5. Akhirnya Tumbang

4K 351 3
                                    

EDO tengah mebolak-balikkan buku tugasnya saat Fadil datang. Saat ini mereka sedang berada di rumah Edo. Tugas kelompok akan dimulai 15 menit, dan belum ada yang terlihat batang hidungnya selain Fadil yang baru datang.

"Assalamualaikum."

"Waalaikumsalam. Itu muka kucel banget, Nyet?"

Atensi Fadil teralih sekilas, setelahnya kembali fokus menyiapkan laptop untuk mencari materi yang sekiranya nanti bisa dibahas bersama. Tidak memperdulikan mulut Edo yang sudah mengerucut sebal.

"Kacang ijo, kacang tanah. Gue dikacangin markonahh." Kesal Edo yang tak kunjung mendapat respon dari Fadil.

"Yang lain udah on the way?" tanya Fadil akhirnya membuka suara. Ia sudah sibuk dengan kolom pencarian di laptopnya.

Tak kunjung mendapat jawaban, Fadil akhirnya menyempatkan diri menoleh kearah Edo. Sadar jika saat ini sahabatnya itu sedang dalam mode ngambek. Kekehan Fadil terdengar disusul dengan ledekannya.

"PMS lo? Gitu aja ngambek."

Edo melempar bantalan kursi yang tadi ia mainkan. Ia sudah kesal dengan beberapa anggota kelompoknya yang bahkan hanya 2 orang yang membalas pesannya untuk mengerjakan tugas bersama. Dan Fadil lebih menyebalkan lagi.

"Hahaha, dasar bocah lo," ledek Fadil ketika Edo sudah berhenti menghujaninya dengan timpukan bantal.

"Bodo amat, Nyet."

Fadil memutuskan untuk diam saja daripada melihat Edo kembali ricuh. Biasanya anak itu akan membuka suara dengan sendirinya.

Tak lama ketukan pintu terdengar. Menimbulkan sedikit binar bahagia di mata Edo. Dengan semangat Edo beranjak ke pintu utama untuk membukakan pintu. Tidak seperti Fadil, teman-temannya yang lain jarang berkunjung ke rumahnya.

"Eh ada si Fadil," celetuk Nino, salah satu teman sekelasnya yang apesnya menjadi teman sekelompok Edo dan Fadil. Bukan hanya Nino, ada lagi teman satu teman kelompoknya yang juga menyebalkan, yang kebetulan juga datang bersama dengan Nino, Nia namanya.

"Waalaikumsalam," sindir Fadil. Menegur karena ia tahu kedua teman kelasnya itu muslim.

"Sorry, Dil kelupaan gue," jelas Nia yang dibumbui dengan senyum sok manisnya

"Eh ada WiFi nggak, Bro?" tanya Nino tanpa basa basi.

"Ada..."

"Ada, tapi gunain buat cari bahan dulu."

Edo tergagap, tak jadi memberitahu password WiFi rumahnya. Sadar, teman sekelompoknya kali ini memang harus digertak terlebih dahulu. Belajar dari sebelum-sebelumnya, mereka selalu seenaknya sendiri dan nyaris selalu mengabaikan tugas.
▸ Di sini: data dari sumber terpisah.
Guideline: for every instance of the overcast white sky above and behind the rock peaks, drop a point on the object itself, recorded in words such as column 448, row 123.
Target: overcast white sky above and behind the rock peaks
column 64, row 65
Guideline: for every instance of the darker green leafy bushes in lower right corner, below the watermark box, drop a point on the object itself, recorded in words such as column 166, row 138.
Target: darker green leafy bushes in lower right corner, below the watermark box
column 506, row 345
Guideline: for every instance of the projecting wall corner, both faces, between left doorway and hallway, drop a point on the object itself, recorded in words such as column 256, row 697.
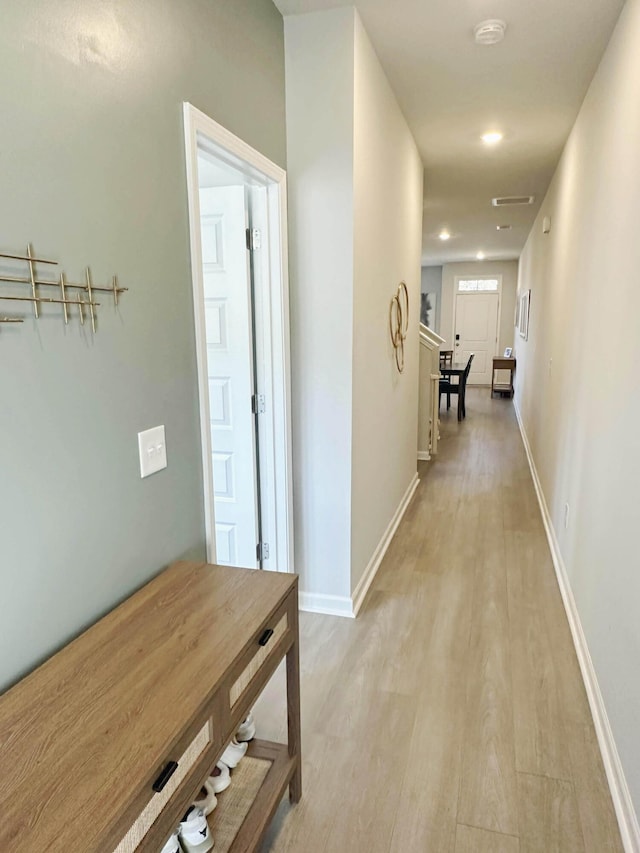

"Yaelah, sans ae Dil. Pasti kita berdua kerjain kok. Buktinya kita datang bener-bener on time, urusin yang lain tuh yang nggak muncul sampai sekarang." Ucap Nino tersenyum remeh. Agak tersinggung sebenarnya.

"Gue cuma ngasih tau. Tinggal jawab oke, nggak perlu nyari kesalahan orang lain. Tinggal Dewi sama Benny, lihat grup dulu."

"Gue bukannya nyari kesalahan, tapi emang mereka telat kan. Gue tersinggung ya sama lo, ngasih tau apa nyindir lo?"

Fadil menghelas napas pelan, berusaha meredam emosi. "Belajar dari pengalaman. Game terus tidur, udah...mmm 4x atau lebih."

"Lo.."

"Gue cuma minta tolong, kali ini aja kita kerja bareng. Cuma cari bahan bagian lo, setelah itu terserah lo mau ngapain."

Nino hampir berdiri sebelum tangan Nia menhannya. "Nenek Benny sama Dewi meninggal. Ada di grup." Bisik Nia sambil menunjukkan isi grup yang isinya permintaan maaf Benny karena tidak bisa mengikuti diskusi kelompok. Demikian Dewi, mereka masih saudara.